Read on for an introduction to each of the hardstones we offer, hopefully it will help you to decide which of them is right for you.
Lapis Lazuli is a beautifully vibrant royal blue gem material. It is one of the oldest known gems having been traded for thousands of years and one of the earliest surviving examples of its use can be seen in the funeral mask of Tutankhamun. Later, as it began to travel throughout Europe, it was ground into powder and used as a colouring pigment known as ultramarine which was widely used by artists such as Vermeer.
Lapis is actually classified as a rock because it is a combination of several different minerals, namely lazurite (responsible for the fabulous colour) calcite (the whitish streaks) and pyrite (the little gold-coloured flecks). The best quality material still comes from the ancient source in the mountains of Afghanistan, however it is also found in Chile, Siberia and Canada
Black onyx is an opaque gem belonging to the quartz family of gemstones that also includes amethyst and citrine. It has been used since antiquity, both for jewellery and as an ornamental gem material for carvings and statues. Many cultures have put faith in its protective properties and have worn it into battle or to shield them from the evil eye.
Black gems have fallen in and out of fashion over the years with high points including the latter half of the 19th Century when Queen Victoria popularised the wearing of black jewellery for mourning after the death of Prince Albert. During the 1920s and 30s it was in vogue once more with the monochromatic look popular during the Art Deco period. It is found in many locations including but not limited to Argentina, Australia, Brazil and Germany.
Sardonyx is closely related to black onyx and belongs to the same quartz family. It is a banded stone of alternating coloured layers, most commonly orangey-brown and white although it also occurs in other colour combinations such as the pale blue and dark grey-black that we use. This banded structure makes it ideal for engraving as the design is shown in contrasting layers making it easy to see.
Sardonyx gems have been found in the archaeological recoveries at Knossos and it was used by the Romans to make amulets which they engraved with Mars, the God of War and wore to give them courage. It is one of the earliest stones used for seals and signet rings and as such is a particularly traditional choice.

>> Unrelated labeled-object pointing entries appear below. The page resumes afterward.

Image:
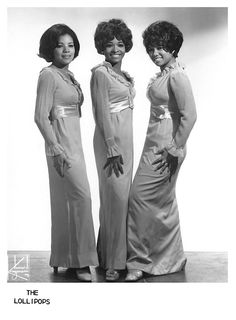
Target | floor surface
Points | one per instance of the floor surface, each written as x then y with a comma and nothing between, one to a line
32,266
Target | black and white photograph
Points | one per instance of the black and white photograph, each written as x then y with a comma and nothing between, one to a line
119,168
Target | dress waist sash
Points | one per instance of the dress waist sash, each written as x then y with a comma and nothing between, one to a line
58,112
121,105
161,111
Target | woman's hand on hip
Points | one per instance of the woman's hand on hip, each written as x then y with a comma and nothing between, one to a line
61,162
166,160
114,164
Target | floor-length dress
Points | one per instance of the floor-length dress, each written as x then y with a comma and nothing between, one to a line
112,98
154,237
59,98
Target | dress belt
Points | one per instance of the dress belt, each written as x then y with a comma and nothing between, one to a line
58,112
121,105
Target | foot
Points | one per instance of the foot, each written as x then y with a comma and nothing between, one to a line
134,275
83,274
112,275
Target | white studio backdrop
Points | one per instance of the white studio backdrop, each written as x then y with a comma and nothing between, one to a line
201,187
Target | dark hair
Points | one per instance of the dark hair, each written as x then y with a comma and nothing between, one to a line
49,41
163,34
108,30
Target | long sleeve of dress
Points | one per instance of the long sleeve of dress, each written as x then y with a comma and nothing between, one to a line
100,100
181,88
44,103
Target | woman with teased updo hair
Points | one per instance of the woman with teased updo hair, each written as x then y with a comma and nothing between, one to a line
112,94
57,114
154,238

Some of the loveliest stones are found in India but it is also mined in places such as Brazil, Germany, the USA and Russia.
Bloodstone is an opaque deep, dark green coloured stone with interesting flecks of orangey-red in it (said to resemble spots of blood – hence the name) caused by inclusions of iron rich minerals. It has been used in jewellery for centuries and is one of few gems that are native to our shores, being found in Scotland. It is often seen in traditional Scottish pebble jewellery which was particularly popular in the 19th century when it was worn by Queen Victoria to reflect her love of the country.

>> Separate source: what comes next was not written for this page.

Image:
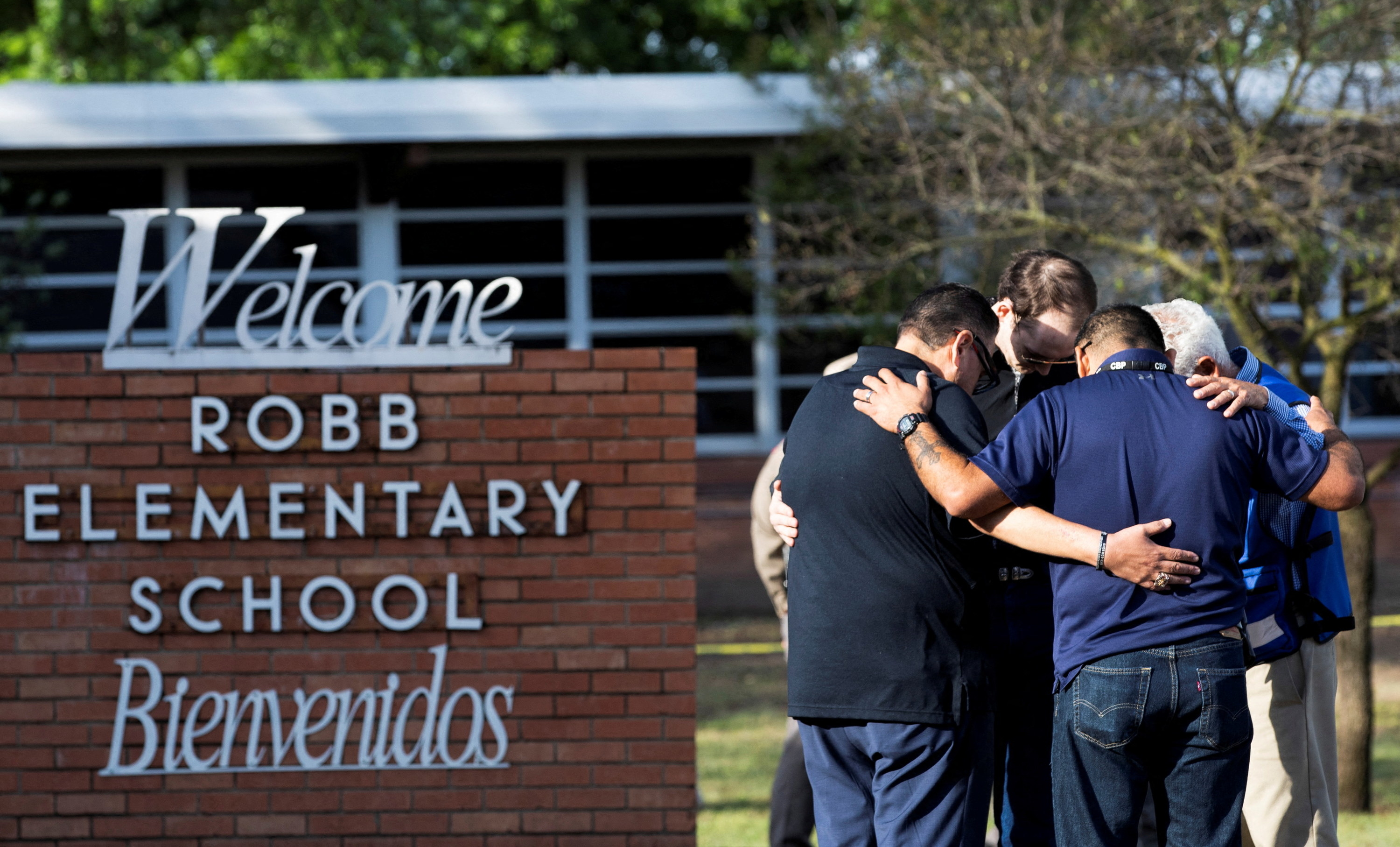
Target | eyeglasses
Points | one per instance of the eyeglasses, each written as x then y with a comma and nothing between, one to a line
990,377
1038,360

The stone was mentioned by Pliny in his Natural History where he describes its alleged ability to render a person invisible, an attribute repeated by Boccaccio in one of the stories in The Decameron. Today it is widely found with the best material coming from India as well as Brazil, China, Australia and the USA.
Carnelian is a rich burnt orange coloured translucent gem and is another member of the Quartz family. Known to have been used to make beads since the early Neolithic period, it was particularly popular during Roman times when it was carved with all manner of different images and used in both marriage and seal rings, surviving examples of which can be seen in the British Museum.
It was believed to possess protective qualities so was also used to carve amulets and charms which were carried by soldiers and given to children. Its beautiful fiery colour continues to make it a popular choice and today the finest gems are found in Brazil, Uruguay, India and Madagascar.